Monday, January 17, 2011

Washington state prepares for mental health cuts

From The Tri-city Herald:


Statewide budget cuts have Tri-City mental health professionals and advocates worried that those with mental illnesses will see a decline in care in coming months and years.

Ed Thornbrugh, administrator of Benton and Franklin counties' Department of Human Services, said cuts passed down through the regional service network that allocates state mental health money to the counties means no money is available for outpatient treatment for uninsured, low-income people who also are ineligible for federal Medicaid coverage.

That leaves the department's Crisis Response Unit as the only place those people can go for help when symptoms of their illness become overwhelming. They are called "state only" patients, because the only financial support for their services comes from the state.

"We're very concerned about the state-only money," Thornbrugh said. "That is our public safety net funding."

Greater Columbia Behavioral Health, the regional service network representing 11 Eastern Washington counties and the Yakama tribe, experienced a $1.8 million cut effective Jan. 1 after Gov. Chris Gregoire ordered more than 6 percent cuts to all state agencies in October.

Gregoire's proposed supplemental budget for January through June of this year cuts $17.7 million in state money from the regional service networks statewide; and her proposed budget for the 2011-13 biennium cuts another $17.4 million from the regional service networks for services such as crisis response, evaluation and treatment of mental illnesses for those "state only" patients.

The Greater Columbia Behavioral Health Board in November agreed that county mental health agencies would apply the remaining state money in three priority areas: inpatient treatment, crisis response and residential services. No outpatient services are to be provided.

"It is clear we can't continue to provide outpatient services and still support the state's priorities," the minutes of the Nov. 4 board meeting said.

"Some clients we are currently seeing will have to be given 30 days notice and transitioned," another section of the minutes said.

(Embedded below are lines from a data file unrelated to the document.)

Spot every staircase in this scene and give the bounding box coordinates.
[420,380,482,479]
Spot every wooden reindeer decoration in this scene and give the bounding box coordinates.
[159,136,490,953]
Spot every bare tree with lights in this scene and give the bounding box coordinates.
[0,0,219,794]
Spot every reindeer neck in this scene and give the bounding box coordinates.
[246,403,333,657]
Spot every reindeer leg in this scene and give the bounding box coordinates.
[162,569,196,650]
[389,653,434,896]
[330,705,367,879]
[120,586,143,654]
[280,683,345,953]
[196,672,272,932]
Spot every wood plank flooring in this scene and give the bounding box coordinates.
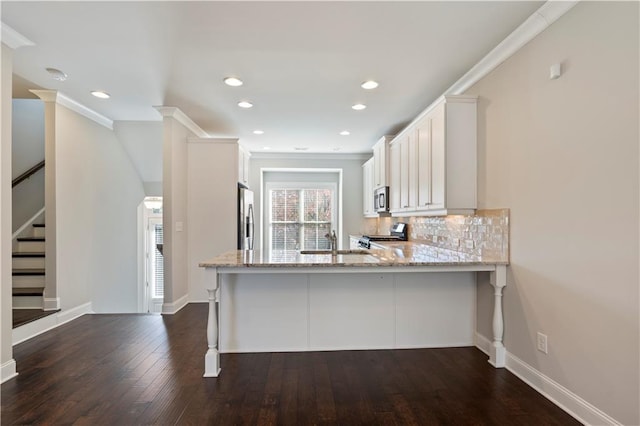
[1,304,579,426]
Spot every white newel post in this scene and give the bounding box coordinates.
[489,265,507,368]
[204,268,220,377]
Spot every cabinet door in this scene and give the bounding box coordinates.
[416,117,431,209]
[430,104,447,209]
[362,159,374,216]
[389,142,401,211]
[407,129,418,209]
[372,142,384,188]
[400,135,411,209]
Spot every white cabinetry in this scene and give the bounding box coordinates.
[349,235,360,250]
[372,136,393,189]
[238,145,251,186]
[390,95,477,216]
[362,158,378,217]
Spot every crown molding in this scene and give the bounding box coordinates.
[29,89,113,130]
[444,0,579,95]
[251,151,371,161]
[0,22,35,49]
[154,105,211,138]
[187,136,238,145]
[29,89,58,102]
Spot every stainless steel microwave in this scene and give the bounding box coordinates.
[373,186,389,213]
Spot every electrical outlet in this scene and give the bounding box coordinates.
[538,332,548,354]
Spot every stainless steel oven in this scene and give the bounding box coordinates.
[373,186,389,213]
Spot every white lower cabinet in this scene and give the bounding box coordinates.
[390,95,477,216]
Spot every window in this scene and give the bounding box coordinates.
[268,184,336,251]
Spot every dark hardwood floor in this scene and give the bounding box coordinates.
[1,304,579,426]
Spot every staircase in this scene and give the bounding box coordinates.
[12,224,45,310]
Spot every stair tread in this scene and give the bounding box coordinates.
[13,251,44,257]
[12,287,44,296]
[13,268,44,276]
[17,237,44,241]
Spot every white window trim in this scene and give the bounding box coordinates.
[260,167,343,252]
[263,182,340,252]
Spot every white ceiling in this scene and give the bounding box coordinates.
[1,0,544,153]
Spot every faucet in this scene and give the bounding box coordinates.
[325,230,338,256]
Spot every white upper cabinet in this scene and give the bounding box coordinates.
[372,136,393,189]
[362,158,378,217]
[390,95,477,216]
[238,145,251,187]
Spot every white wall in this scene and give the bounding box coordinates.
[249,154,373,248]
[467,2,640,425]
[56,105,144,312]
[162,114,196,313]
[113,121,162,196]
[187,139,238,302]
[0,43,16,381]
[11,99,44,232]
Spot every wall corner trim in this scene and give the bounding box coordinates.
[444,0,579,95]
[12,302,92,346]
[0,22,35,49]
[29,90,113,130]
[154,105,211,138]
[162,294,189,315]
[0,358,18,383]
[474,332,622,426]
[506,352,622,426]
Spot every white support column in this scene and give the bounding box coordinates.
[204,268,221,377]
[489,265,507,368]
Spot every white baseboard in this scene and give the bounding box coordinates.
[0,358,18,383]
[12,303,92,345]
[475,333,622,426]
[507,352,622,425]
[43,297,60,311]
[474,332,491,356]
[162,294,189,315]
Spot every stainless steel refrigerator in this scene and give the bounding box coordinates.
[238,185,255,250]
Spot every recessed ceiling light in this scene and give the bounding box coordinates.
[45,68,67,81]
[222,77,244,87]
[360,80,378,90]
[91,90,111,99]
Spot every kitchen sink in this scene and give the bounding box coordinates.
[300,250,371,255]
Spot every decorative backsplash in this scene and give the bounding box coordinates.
[367,209,509,259]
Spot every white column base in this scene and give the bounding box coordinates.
[489,342,507,368]
[202,349,220,377]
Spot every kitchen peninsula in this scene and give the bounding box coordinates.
[200,242,508,377]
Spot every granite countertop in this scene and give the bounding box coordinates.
[199,242,508,268]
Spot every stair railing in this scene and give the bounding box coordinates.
[11,160,44,188]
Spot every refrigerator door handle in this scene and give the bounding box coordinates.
[247,204,255,250]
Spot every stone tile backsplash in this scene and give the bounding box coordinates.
[367,209,509,259]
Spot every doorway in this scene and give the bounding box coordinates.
[140,197,164,314]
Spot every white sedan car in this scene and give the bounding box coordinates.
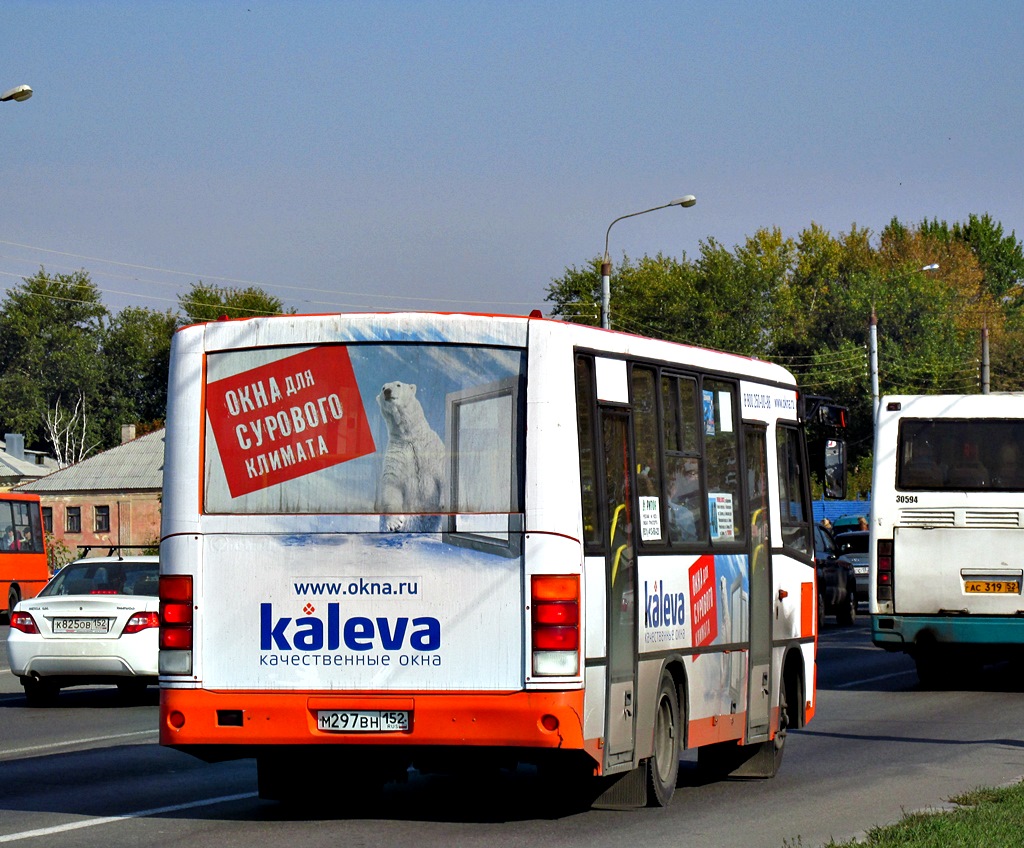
[7,556,160,706]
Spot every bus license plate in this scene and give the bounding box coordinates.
[316,710,409,733]
[964,580,1021,595]
[52,619,111,633]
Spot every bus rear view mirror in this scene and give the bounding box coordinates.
[824,438,846,501]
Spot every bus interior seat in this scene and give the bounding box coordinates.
[900,460,945,487]
[949,462,988,489]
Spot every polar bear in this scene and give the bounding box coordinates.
[377,381,444,532]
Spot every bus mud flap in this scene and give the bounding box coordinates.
[591,760,649,810]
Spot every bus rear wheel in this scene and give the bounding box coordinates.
[647,672,682,807]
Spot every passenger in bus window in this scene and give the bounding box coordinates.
[669,458,700,542]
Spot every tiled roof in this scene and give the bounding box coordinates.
[0,450,47,479]
[17,430,164,494]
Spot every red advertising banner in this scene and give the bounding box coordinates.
[690,555,718,647]
[206,345,376,498]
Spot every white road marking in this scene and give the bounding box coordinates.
[0,792,257,842]
[2,730,160,757]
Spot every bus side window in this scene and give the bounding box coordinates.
[702,380,746,542]
[575,355,601,547]
[775,426,811,554]
[631,366,665,545]
[662,376,708,544]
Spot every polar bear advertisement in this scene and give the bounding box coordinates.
[377,381,444,533]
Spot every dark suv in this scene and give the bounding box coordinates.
[814,524,857,627]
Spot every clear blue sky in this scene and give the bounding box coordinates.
[0,0,1024,313]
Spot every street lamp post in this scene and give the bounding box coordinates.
[601,195,697,330]
[0,85,32,102]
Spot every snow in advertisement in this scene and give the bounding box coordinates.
[205,344,524,516]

Thornbrugh said the bicounty human services department had to reduce money for any services that didn't fit those three categories, and prioritize funding within those three categories.

He did not have specific dollar amounts of money cut, or money applied in those priority areas. He noted that Medicaid patients still can receive services.

But Thornbrugh feared for those who are losing services, and how that will affect their ability to cope with their illnesses.

"The difficult part can be that crisis response may do an outstanding job of stabilizing the crisis at hand, but then there is no ongoing care routine to continue to engage that person," Thornbrugh said. "That's where we have that disconnect where crisis response staff can do an outstanding job, but if there is no network ... they are only getting services when in the crisis stage."

Gordon Cable, integrated services manager for the Crisis Response Unit, said he expects to see more people experiencing mental health crises or being hospitalized for inpatient treatment as they lose access to outpatient counseling and a steady supply of medications that can keep those with serious mental illnesses stable.

"We anticipate, with folks not being able to get routine care, it's likely crisis response will become busier. Emergency departments will become busier. Jails may become busier," Cable said. "Those seem to be the three common entry points for folks with mental health crises."

Officials from the two counties and human services, as well as mental health advocates, have been working for years on a consolidated crisis response center that would include, among other things, a place to take people with mental illnesses who are creating disturbances instead of taking them to jail.

But three years after Benton and Franklin county commissioners voted to figure out what it would take to establish the center, it remains merely an idea.

Thornbrugh said it's moving closer to reality. The counties hired a consultant in late 2010 to perform a feasibility study comparing the costs of renovating an existing county building with building something new.

"That report hopefully will be in the (commissioners') hands toward the end of this month," he said.

`Cable said crisis response staff have been talking with the local hospitals about how to prepare for the expected influx of patients.

Anna Bopp, president of the National Alliance on Mental Illness Tri-Cities and the mother of adult children with mental illnesses, said the cuts are making her heartsick.

"I think it's a real travesty," Bopp said. "I think it's like a balloon -- you push in and the air pops up somewhere else. (The people) are not going away."

Bopp also is worried about the proposed elimination of the state's Disability Lifeline program, which provides a small monthly stipend -- less than $300 -- to people who are unemployable because of a disability.

The program is supposed to function as a stop-gap for people waiting to get onto Social Security, she said. But that process often can take years.

"What in the world are people going to be doing? What do they live on? The loss of that program is devastating," she said.

Members of the Tri-City NAMI group will be in Olympia on Monday to meet with lawmakers and try to convince them not to cut any deeper into mental health funding.

"It's going to be a hard sell," she said. "We never give up."